Theory and method of variable structure control

The concepts and methods of the variable structure control (VSC); VSC of the linear systems; VSC of the nonlinear linear systems; some specialized problems of the VSC (following system, adaptive model following system, uncertainly systems, model arrived system, large-scale system, nonlinear large-scale systems, delay systems); the applications of the VSC (saturation control method, robot dynamics model, VSC method, state observer, fault-tolerance VSC, VSC of the discrete time systems ).

Linear system theory

Linear system theory: state space description, motion analysis, controllability and observability, stability analysis, and approaches of time-domain synthesis

Discrete control systems

The basic concepts of the discrete systems, the basic properties of the discrete control systems, the feed-back control of the linear systems, optimal control method (variational method and maximum volume principle, dynamic programming), linear quadratic form Gauss problems.

Graph Theory

The main task of Graph Theory is to discuss the structures and properties of systems with 2-elements relations by making use of deep and elegant techniques. This course presents basic theory and main technique, together with a wide variety of applications both to other branches of mathematics and to practical problems. The topics included are basic definitions, trees, Euler tour and Hamilton cycles, matching, independent sets and cliques, coloring, planar graphs and so on. In addition, the application part includes connection problem, assignment problem, Chinese postman problem and ranking in a tournament

Generating functionnlogy

Generating functions are extensively used in discrete mathematics. They are a bridge between discrete mathematics, on the one hand, and continuous analysis on the other. It is possible to study them as tools for solving discrete problems. As such there is much that is powerful and magical in the way generating functions give unified methods for handling such problems. It is concerned with the academic study of Generating function, and some applications to discrete mathematics.

Complex Network Theory

This course is mainly in the study of complex network theory in general, including the topology character and model of network, such as communicative behavior in complex network, cascading failure, search algorithm and community structure, as well as synchronism and control of complex network.

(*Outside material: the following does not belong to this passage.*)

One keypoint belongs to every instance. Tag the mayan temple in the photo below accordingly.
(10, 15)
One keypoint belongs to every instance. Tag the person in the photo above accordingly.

Theory of computational complexity

This course contains basic definitions concerning NP-completeness and NP-hardness, theoretical results with proof methodology, some general approaches for the design of approximation algorithms for NP-hard problems, and some non-approximability results.

Approximation algorithms

Approximation algorithms have developed in response to the impossibility of solving a great variety of important optimization problems. Too frequently, when attempting to get a solution for a problem, one is confronted with the fact that the problem is NP-hard, which means that there unlikely exists an efficient algorithm for the problem unless P=NP. Charting the landscape of approximability of NP-hard problems, via polynomial time algorithms, therefore becomes a compelling subject of scientific inquiry in computer science and mathematics. This course covers the theory of approximation algorithms as it stands today. It includes combinatorial algorithms, linear programming and semi-definite programmingbased algorithms for a number of important classical problems as well as very recent ones.

Matrix analysis

Matrix analysis: linear space and linear transformation, inner space, standard form of matrix and some decompositions, matrix functions and their applications, eigenvalue estimate and general converse matrix.

Principle of Automatic Control

General concept of automatic control;mathematics model of control system; the time-domain analysis method, root locus method, the method of frequency domain and calibration methods of the linear system; analysis and correction of the linear discrete system; analysis of the nonlinear control systems; analysis and synthesis of the state space for the linear system.